Sony forecasts first annual net loss in 14 years
TOKYO (AP) – Sony Chief Executive Howard Stringer acknowledged Thursday he had not gone far enough with cost cuts and efforts to combine entertainment with electronics as his company projected its first annual loss in 14 years.
"More has to be done and more can get done," Stringer said at a hastily called news conference at Sony's Tokyo headquarters. "We have a long way to go."
Sony Corp. said it will offer early retirement to employees at its prized TV division, seeking to trim personnel costs there by 30 percent. It is also slashing jobs at its movies, music and game businesses. Sony did not give a head count target for the reductions. It said it is cutting 1,000 temporary workers when it closes one of two TV plants in Japan.
Stringer said he and two other top executives, including President Ryoji Chubachi, will give up their entire bonus, which would halve their annual pay, according to Sony. Other executives and managers will see lower pay.
But Koya Tabata, electronics analyst at Credit Suisse in Tokyo, was skeptical about Sony's prospects.
"There was no change to his strategy. What he said was more of the same," he said of Stringer's remarks. "And that's bad."
Last month, Sony had already said it would cut 8,000 of its 185,000 jobs around the world and shutter five or six plants – about 10 percent of its 57 factories. It would also trim 8,000 temporary workers who aren't included in the global work force tally.
Stringer said Sony needs carry out management decisions from the top more quickly to fix its problems.
"There is still a lot of the old Sony, and not enough of the new Sony," he said.
Battered by slumping sales and a strong yen, Sony expects to sink into a 150 billion yen ($1.7 billion) net loss for the fiscal year through March, a reversal from 369.4 billion yen profit the previous year.
"The massive economic upheaval being experienced across the globe is sparing no one in the consumer electronics world," Stringer said, adding that details of the additional steps will be announced in April or May.
The last - and only - time Sony reported a loss, for the fiscal year ending March 1995, the red ink came from one-time losses in its movie division, marred by box office flops and lax cost controls.
Sony joins some of Japan Inc.'s biggest names in painting bleak outlooks. Toyota Motor Corp. is forecasting its first operating loss in 70 years – although it says it will eke out a small net profit.

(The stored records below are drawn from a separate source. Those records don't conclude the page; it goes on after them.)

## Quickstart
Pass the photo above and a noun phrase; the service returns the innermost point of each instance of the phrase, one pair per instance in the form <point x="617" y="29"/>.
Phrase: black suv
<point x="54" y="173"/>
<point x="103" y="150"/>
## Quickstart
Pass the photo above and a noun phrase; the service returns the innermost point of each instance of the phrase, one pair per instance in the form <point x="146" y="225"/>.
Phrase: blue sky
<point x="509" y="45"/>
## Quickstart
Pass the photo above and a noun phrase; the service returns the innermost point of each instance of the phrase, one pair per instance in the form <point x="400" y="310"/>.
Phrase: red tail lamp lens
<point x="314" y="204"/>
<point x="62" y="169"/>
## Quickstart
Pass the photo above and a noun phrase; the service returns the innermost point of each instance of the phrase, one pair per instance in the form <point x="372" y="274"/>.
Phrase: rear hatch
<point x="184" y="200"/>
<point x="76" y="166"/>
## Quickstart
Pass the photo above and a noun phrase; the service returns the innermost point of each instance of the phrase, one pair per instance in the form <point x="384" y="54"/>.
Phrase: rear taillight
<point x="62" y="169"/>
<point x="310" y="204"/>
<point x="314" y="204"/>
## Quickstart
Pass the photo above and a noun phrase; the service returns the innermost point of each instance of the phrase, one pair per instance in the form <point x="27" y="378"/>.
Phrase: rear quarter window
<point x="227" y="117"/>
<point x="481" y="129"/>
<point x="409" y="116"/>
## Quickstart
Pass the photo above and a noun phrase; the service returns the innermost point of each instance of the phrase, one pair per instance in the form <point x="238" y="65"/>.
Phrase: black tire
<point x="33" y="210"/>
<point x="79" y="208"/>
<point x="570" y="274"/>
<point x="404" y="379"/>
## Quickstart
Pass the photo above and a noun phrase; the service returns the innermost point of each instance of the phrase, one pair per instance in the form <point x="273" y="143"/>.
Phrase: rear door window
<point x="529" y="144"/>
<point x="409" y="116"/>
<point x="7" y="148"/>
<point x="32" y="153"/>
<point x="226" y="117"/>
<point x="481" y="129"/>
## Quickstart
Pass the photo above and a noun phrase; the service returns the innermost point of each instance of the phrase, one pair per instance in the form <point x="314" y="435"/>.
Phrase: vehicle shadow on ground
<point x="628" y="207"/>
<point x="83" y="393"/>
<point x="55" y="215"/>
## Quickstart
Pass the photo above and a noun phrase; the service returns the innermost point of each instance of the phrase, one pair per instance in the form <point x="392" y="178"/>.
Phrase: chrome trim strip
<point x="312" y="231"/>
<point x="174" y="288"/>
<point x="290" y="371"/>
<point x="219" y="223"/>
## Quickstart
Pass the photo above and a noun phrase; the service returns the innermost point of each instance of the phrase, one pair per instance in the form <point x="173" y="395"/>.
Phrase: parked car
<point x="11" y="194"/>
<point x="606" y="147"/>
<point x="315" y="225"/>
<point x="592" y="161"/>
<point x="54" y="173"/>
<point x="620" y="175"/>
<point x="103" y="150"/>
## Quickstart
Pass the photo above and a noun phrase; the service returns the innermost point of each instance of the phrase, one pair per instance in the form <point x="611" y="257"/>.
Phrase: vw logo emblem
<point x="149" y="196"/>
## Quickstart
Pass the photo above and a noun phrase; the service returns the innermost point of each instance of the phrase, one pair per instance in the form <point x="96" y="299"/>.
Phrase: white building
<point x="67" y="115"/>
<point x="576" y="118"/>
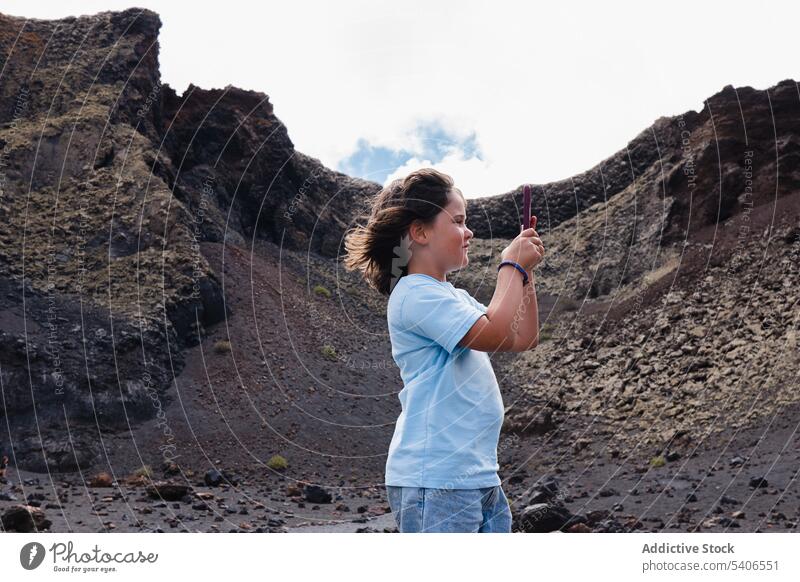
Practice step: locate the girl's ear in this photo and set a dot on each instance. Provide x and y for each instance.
(417, 232)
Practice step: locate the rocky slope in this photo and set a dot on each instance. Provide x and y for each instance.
(110, 182)
(171, 301)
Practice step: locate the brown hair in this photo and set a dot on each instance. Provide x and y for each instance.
(380, 249)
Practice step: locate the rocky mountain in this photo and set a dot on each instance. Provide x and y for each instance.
(110, 182)
(171, 297)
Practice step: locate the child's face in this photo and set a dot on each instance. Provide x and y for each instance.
(451, 234)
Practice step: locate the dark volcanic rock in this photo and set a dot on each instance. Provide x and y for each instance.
(109, 182)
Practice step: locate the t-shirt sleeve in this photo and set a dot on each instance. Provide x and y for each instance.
(437, 313)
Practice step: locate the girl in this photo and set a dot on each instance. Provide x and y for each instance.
(441, 471)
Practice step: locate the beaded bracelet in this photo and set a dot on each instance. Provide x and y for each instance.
(518, 267)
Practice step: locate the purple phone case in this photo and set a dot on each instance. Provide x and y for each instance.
(526, 206)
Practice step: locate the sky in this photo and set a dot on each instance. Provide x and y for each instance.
(496, 94)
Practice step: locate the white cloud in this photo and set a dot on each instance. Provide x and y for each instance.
(548, 90)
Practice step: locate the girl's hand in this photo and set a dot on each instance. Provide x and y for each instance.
(526, 249)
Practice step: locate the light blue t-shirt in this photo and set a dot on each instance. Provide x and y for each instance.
(447, 433)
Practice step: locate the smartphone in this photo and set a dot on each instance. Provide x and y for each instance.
(526, 206)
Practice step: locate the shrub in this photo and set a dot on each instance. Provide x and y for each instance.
(222, 346)
(144, 471)
(278, 463)
(320, 290)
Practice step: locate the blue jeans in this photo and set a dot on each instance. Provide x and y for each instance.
(421, 509)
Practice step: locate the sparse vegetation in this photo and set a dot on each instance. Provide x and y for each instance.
(277, 463)
(222, 346)
(321, 290)
(144, 471)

Sony, which makes the Walkman player and PlayStation 3 game machine, also lowered its sales forecast for the fiscal year through March to 7.7 trillion yen, down 13 percent from the previous year.
Welsh-born American Stringer, who in 2005 became the first foreigner to head Sony, has repeatedly promised to get Sony's sprawling businesses to work together to deliver on innovative products that exploit Sony's rich movie, game, music and other entertainment content to sell hardware products.
Sony made important errors in recent years, falling behind in flat-panel TVs and portable music players.\
Company officials said a reason it was continuously in the red in its TV unit was that it was difficult to adjust the purchasing of panels amid volatile price changes. Sony no longer makes liquid-crystal display panels on its own, and has a joint venture with Samsung to procure panels.
The efforts announced Thursday are expected to save Sony 250 billion yen for the fiscal year ending March 31, 2010.
Other measures include outsourcing software development in India, signing deals for making cheaper products in emerging markets, and reducing advertising expenses.
Sony has taken a beating from the global slump that crimped consumer spending during the critical year-end shopping season. It is particularly vulnerable to the strong yen since about 80 percent of its sales come from overseas. The dollar has dropped to below 90 yen recently from as high as 117 yen last year, eroding with it Sony's foreign income.
In October, it lowered its forecast to a 150 billion yen ($1.7 billion) profit. But conditions worsened since then, as profitability worsened not only at its core electronics unit but also at its video game, movie and financial businesses, it said.
"We must move ahead with reforms, but my mission is to also nurture innovation," Chubachi said. "We will become a strong Sony."
The company's stock fell 51 yen, or 2.6 percent, to 1,938 yen. The earnings revision was announced after the market closed.